4. In order to ensure that Liang Fang will perform
its obligations under the Consulting Services Agreement, and in
order to provide an additional mechanism for the Pledgee to enforce
its rights to collect the Consulting Services Fees from Liang Fang,
the Pledgors agree to pledge all their equity interest in Liang
Fang as security for the performance of the obligations of Liang
Fang under the Consulting Services Agreement and the payment of
Consulting Services Fees under such agreement.

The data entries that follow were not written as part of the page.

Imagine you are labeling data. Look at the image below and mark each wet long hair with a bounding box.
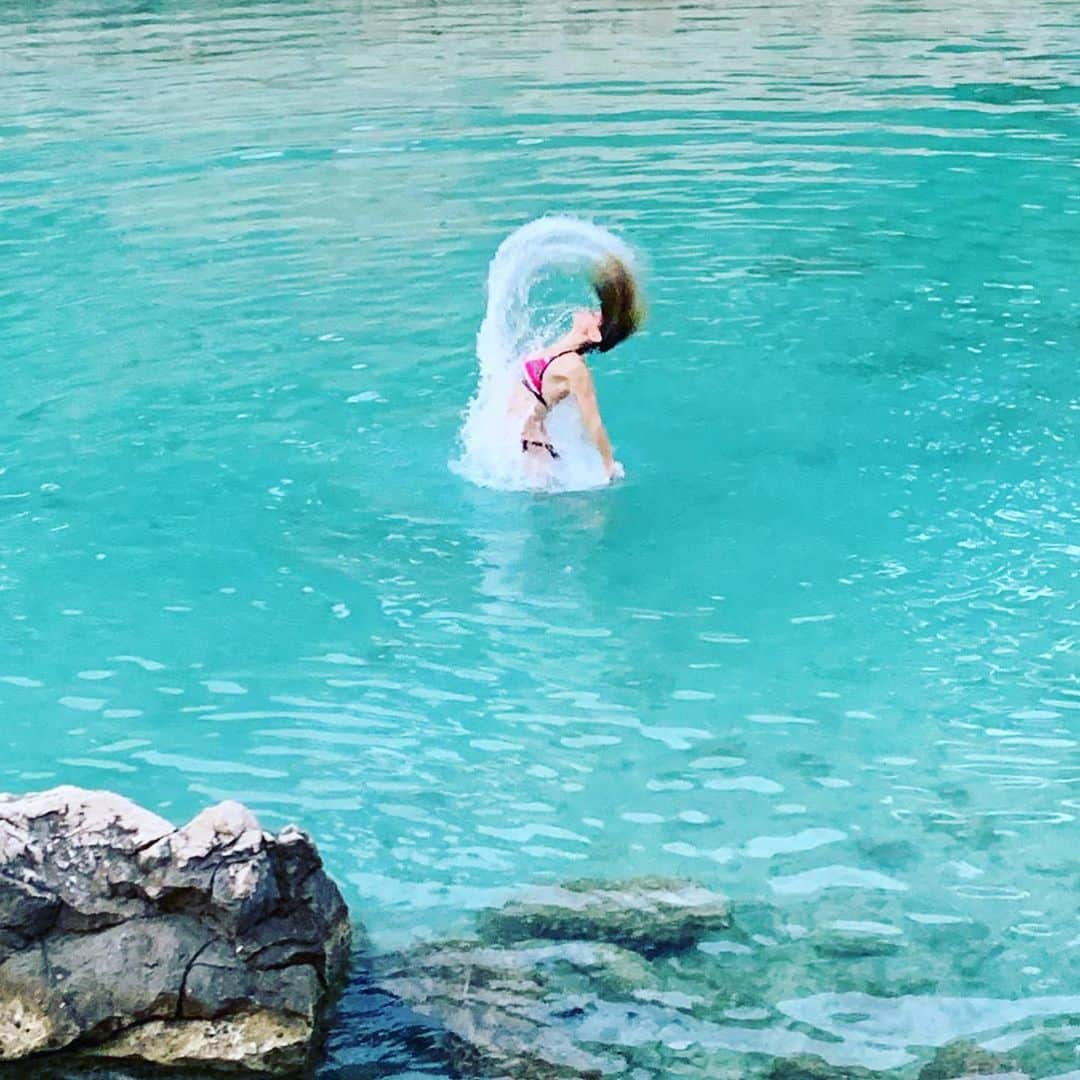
[593,255,645,352]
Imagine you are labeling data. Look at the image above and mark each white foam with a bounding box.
[450,217,635,491]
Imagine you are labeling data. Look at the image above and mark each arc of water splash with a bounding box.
[451,215,637,489]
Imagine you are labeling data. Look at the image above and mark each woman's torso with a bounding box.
[511,352,582,440]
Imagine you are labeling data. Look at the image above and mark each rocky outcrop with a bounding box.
[919,1039,1027,1080]
[0,787,350,1074]
[480,878,731,956]
[372,878,730,1080]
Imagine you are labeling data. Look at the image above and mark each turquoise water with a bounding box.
[0,0,1080,1076]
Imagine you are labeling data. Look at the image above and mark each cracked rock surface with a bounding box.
[0,787,350,1074]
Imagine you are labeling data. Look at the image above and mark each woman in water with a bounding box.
[510,256,644,482]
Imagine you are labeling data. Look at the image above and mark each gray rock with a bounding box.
[769,1054,878,1080]
[0,787,350,1072]
[478,878,731,956]
[374,942,630,1080]
[919,1039,1023,1080]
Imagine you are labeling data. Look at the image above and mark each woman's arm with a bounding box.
[570,362,622,480]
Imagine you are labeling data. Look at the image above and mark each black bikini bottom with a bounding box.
[522,438,558,459]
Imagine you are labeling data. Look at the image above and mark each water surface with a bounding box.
[0,0,1080,1077]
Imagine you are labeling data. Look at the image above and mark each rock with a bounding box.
[919,1039,1023,1080]
[0,787,350,1072]
[478,878,731,956]
[374,942,626,1080]
[769,1054,878,1080]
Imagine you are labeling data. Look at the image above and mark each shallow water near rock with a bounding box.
[0,0,1080,1080]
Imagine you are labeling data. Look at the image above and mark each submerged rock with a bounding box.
[374,942,630,1080]
[919,1039,1027,1080]
[0,787,350,1072]
[769,1054,879,1080]
[478,878,731,956]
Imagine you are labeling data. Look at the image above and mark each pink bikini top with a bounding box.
[522,349,578,408]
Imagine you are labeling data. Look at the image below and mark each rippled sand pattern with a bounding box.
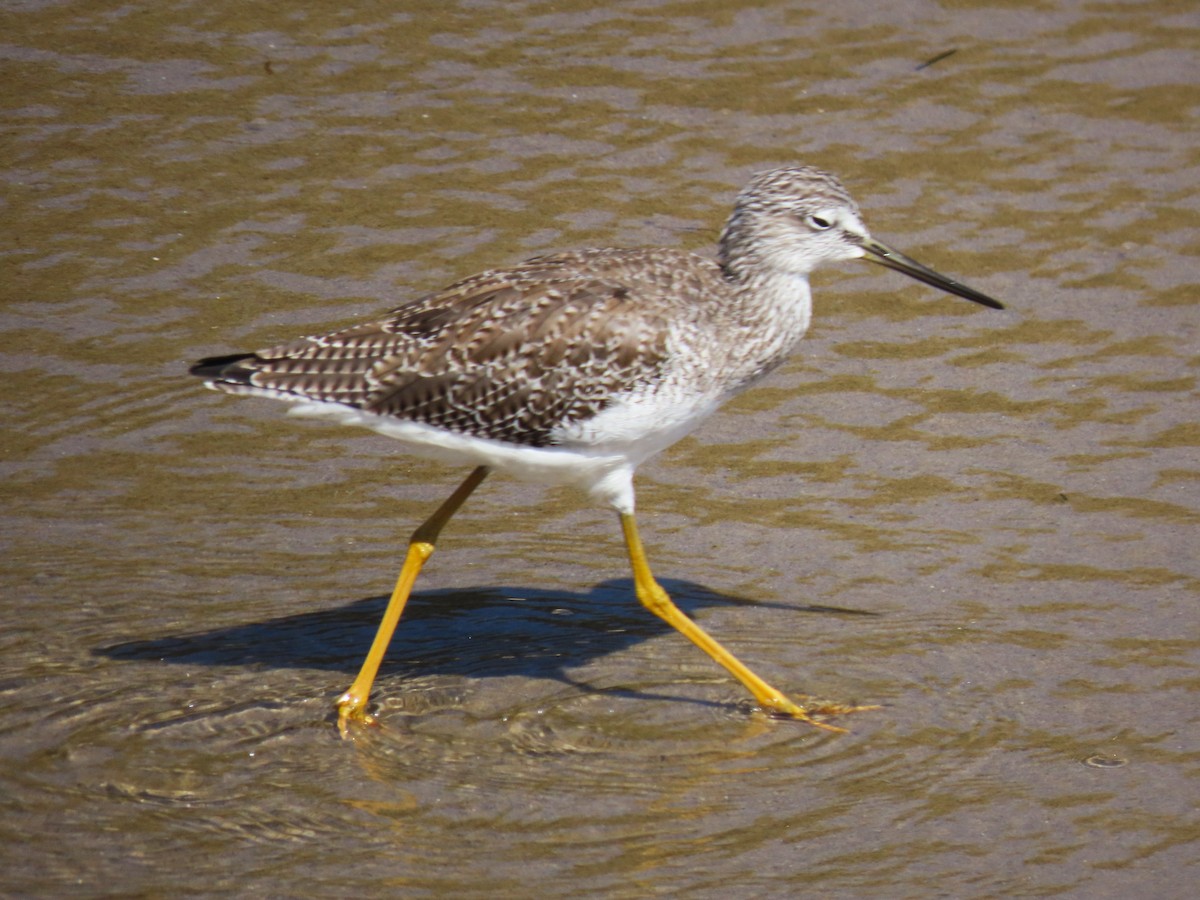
[0,0,1200,898]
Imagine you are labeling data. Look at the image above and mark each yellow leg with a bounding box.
[620,512,874,732]
[337,466,488,738]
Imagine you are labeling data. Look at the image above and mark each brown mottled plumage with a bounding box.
[191,167,1001,734]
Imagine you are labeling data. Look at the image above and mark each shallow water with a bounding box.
[0,1,1200,898]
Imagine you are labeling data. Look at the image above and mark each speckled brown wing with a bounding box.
[197,252,678,446]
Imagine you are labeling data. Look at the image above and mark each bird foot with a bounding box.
[762,697,882,734]
[335,691,379,740]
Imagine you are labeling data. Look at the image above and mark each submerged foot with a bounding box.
[335,691,377,740]
[762,697,882,734]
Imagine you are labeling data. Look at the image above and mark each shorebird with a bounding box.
[191,167,1003,737]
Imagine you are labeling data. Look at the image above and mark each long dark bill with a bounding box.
[863,238,1004,310]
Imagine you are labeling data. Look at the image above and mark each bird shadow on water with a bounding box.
[92,578,878,715]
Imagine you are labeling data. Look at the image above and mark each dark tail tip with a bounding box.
[187,353,254,382]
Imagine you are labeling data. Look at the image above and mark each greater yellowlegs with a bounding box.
[191,167,1003,736]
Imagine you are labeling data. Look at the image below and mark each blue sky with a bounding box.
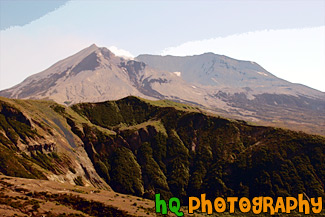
[0,0,325,91]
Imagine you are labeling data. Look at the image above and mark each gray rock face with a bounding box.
[0,45,325,135]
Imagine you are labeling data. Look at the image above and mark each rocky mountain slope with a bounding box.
[0,45,325,135]
[0,97,325,209]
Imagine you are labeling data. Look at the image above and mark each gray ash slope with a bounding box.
[0,45,325,135]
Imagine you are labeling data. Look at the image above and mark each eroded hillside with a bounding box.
[0,97,325,212]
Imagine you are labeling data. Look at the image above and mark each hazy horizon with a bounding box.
[0,0,325,92]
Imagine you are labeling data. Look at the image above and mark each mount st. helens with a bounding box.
[0,45,325,135]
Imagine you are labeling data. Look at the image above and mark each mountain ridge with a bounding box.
[0,97,325,207]
[0,44,325,135]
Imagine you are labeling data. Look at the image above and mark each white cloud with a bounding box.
[108,46,134,59]
[161,26,325,92]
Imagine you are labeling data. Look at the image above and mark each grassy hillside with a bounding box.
[0,97,325,215]
[72,97,325,203]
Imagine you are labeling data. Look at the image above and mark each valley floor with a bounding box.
[0,175,325,217]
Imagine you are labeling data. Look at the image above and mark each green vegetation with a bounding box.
[0,97,325,213]
[73,97,325,203]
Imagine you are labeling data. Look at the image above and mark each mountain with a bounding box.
[0,97,325,215]
[0,45,325,135]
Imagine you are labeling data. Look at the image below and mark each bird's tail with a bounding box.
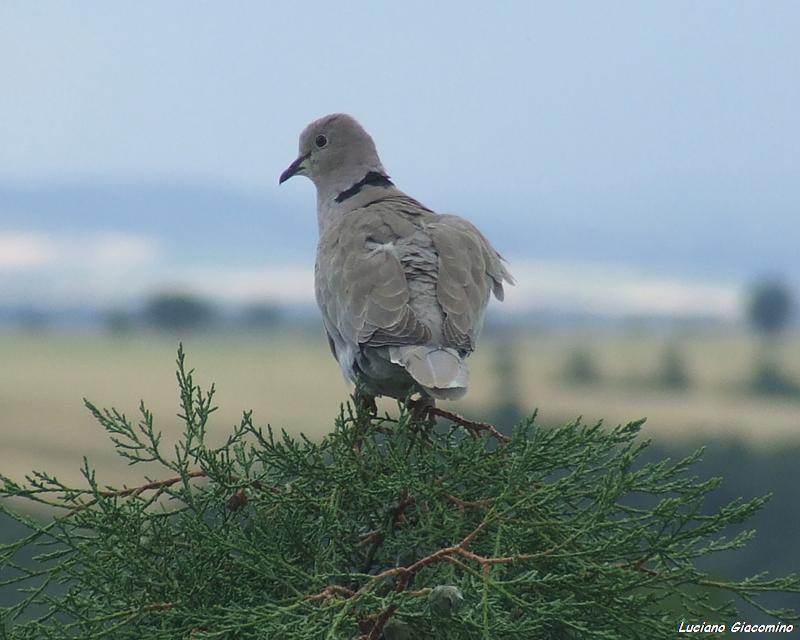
[390,345,469,400]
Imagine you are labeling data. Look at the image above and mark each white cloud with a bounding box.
[0,244,741,320]
[506,261,741,319]
[0,233,53,273]
[0,231,159,277]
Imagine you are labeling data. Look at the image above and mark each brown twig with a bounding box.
[70,469,206,514]
[426,407,511,444]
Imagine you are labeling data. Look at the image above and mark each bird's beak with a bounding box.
[278,153,311,184]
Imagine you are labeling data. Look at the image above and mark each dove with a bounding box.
[279,113,514,405]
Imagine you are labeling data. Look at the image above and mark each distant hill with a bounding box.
[0,180,800,282]
[0,182,317,266]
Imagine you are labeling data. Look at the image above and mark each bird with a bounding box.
[278,113,514,406]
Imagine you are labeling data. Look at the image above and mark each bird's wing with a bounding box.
[427,215,514,351]
[315,204,432,347]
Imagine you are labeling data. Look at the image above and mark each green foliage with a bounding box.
[747,280,792,336]
[0,352,800,640]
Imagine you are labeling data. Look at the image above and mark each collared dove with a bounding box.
[279,113,514,403]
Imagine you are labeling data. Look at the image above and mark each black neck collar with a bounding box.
[336,171,394,202]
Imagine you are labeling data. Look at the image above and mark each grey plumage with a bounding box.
[280,114,513,399]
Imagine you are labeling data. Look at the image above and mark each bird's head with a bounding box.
[279,113,385,190]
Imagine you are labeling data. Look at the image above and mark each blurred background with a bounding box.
[0,0,800,624]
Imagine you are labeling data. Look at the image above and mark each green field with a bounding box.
[0,331,800,482]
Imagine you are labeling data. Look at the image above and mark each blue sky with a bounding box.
[0,1,800,318]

NOW THEREFORE , the Pledgee, Liang Fang and the Pledgors
through mutual negotiations hereby enter into this Agreement based
upon the following terms:
1.
Definitions and
Interpretation . Unless
otherwise provided in this Agreement, the following terms shall
have the following meanings:
1.1
“ Pledge ”
refers to the full content of Section 2 hereunder.
1.2
“ Equity Interest
” refers to all the equity interest in Liang Fang legally
held by the Pledgors.
1.3
“ Term of Pledge
” refers to the period provided for under Section 3.2
hereunder.
1.4
“ Event of Default
” refers to any event in accordance with Section 7.1
hereunder.
1.5
“ Notice of Default
” refers to the notice of default issued by the Pledgee in
accordance with this Agreement.
2.
Pledge . The Pledgors agree to pledge their equity
interest in Liang Fang to the Pledgee (“ Pledged
Collateral ”) as a security for the obligations of Liang
Fang under the Consulting Services Agreement. Pledge under this
Agreement refers to the rights owned by the Pledgee, who shall be
entitled to a priority in receiving payment by the evaluation or
proceeds from the auction or sale of the equity interest pledged by
the Pledgors to the Pledgee.
3.1 The Pledge shall take effect as of the date when
the Pledge of the equity interest under this Agreement is recorded
in the Register of Shareholder of Liang Fang. The term of the
Pledge shall last until two (2) years after the obligations under
the Consulting Services Agreement have been fulfilled.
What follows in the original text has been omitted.